The current structure overwhelmingly used to circumvent the rules is providing loans by a foreign affiliate of the foreign parent company. This approach utilizes the loophole in the thin cap rules which do capture the loans provided by Russian group companies but fail to do so if the loan is provided by a foreign "sister" company of the Russian borrower. However, as the loophole is quite obvious, it is only a matter of time before it is closed. In fact, it is only surprising it has not yet been done so.
Suppose however the loophole is closed. Would this mean that international groups are bound to comply with the modest 3 to 1 ratio or face the unfavorable tax consequences of incompliance? The answer is no -- it is where the double tax treaty protection comes into the picture.
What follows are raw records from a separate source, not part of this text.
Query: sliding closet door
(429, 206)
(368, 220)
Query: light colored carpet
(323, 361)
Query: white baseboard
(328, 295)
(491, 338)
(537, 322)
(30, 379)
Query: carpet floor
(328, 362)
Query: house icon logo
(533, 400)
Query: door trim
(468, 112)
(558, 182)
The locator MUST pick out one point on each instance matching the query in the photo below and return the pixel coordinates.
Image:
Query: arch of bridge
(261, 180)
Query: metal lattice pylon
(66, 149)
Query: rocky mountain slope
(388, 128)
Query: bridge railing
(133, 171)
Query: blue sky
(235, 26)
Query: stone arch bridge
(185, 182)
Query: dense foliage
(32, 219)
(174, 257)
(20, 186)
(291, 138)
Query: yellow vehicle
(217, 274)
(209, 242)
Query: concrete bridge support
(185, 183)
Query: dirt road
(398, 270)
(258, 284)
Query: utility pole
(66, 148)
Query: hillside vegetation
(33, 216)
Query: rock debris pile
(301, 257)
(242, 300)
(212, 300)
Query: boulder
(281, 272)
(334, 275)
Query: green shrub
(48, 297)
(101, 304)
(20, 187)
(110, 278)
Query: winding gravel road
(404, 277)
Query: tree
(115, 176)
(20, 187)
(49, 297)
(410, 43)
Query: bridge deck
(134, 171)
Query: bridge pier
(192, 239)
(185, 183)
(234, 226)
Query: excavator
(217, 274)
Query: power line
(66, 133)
Let us look at the nondeductibility issue. Most of the double tax treaties provide for the nondiscrimination clause stating in particular that interest payable by a Russian resident company to a resident of the other state should be deductible under the same conditions that would apply if it was payable to a Russian resident. Suppose the loan is granted by and interest is payable to the Russian parent company. This situation is not subject to the thin capitalization rules, which means that they also should be ignored with regard to interest payments to the parent company from a treaty jurisdiction.
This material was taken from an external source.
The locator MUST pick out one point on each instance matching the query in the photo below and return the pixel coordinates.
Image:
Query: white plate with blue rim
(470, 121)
The Finance Ministry tried to overcome this in 2004 with regard to Germany by agreeing with its German counterpart that the Russian restrictions on the interest deductibility concerning related parties (with the participation exceeding 20 percent) are compatible with the treaty provision limiting the deductibility by the arm's length amounts. Although this most probably refers to the thin capitalization rules, it does not seem to be enough as the general compatibility with the arm's length provision does not mean the rules are compatible with the nondiscrimination requirements. If they do not, the treaty provision prevails.
This has so far been supported by the regional case law. The Federal Arbitration Courts of Moscow and Northwestern districts, having heard cases of Ferrotek (in 2005) on interest paid to a German entity and of Swedwood Tikhvin (in 2007) on the same paid to a Dutch entity, they respectively found that the Russian thin capitalization rules with regard to deductibility could not be used under the applicable nondiscrimination provisions.
The courts also found that the reclassification feature of the thin cap rules could not be used either as the double tax treaties provide for certain definitions of dividends and interest, as well as for certain tax treatment applicable to the payments defined as such. Accordingly, application of different (less favorable) tax treatment has been found incompatible with the treaties itself.
So where is the catch? There may still be one. First, suppose the foreign parent provides surety to a foreign bank and it is the bank providing the loan to the Russian borrower. In this case this all may not work as the funds lent by a Russian bank would be captured by the thin cap rules all the same because of the surety. Second, the argument not considered by the courts is that the foreign parent presumably has its own foreign parent with a qualifying indirect participation in the Russian borrower. If in this case the parent company lending the monies was Russian, would the loan be captured by the rules? The answer may be yes as the parent company would be considered a Russian affiliate subject to the thin cap rules.
There is a strong counter argument based on another treaty provision stating that Russian companies with the direct or indirect participation of the residents of the other state should not be taxed less favorably than other Russian companies. However, as convinced in the viability of the argument as we are, we have yet to see in the case law whether this provision precludes application of the Russian thin capitalization rules.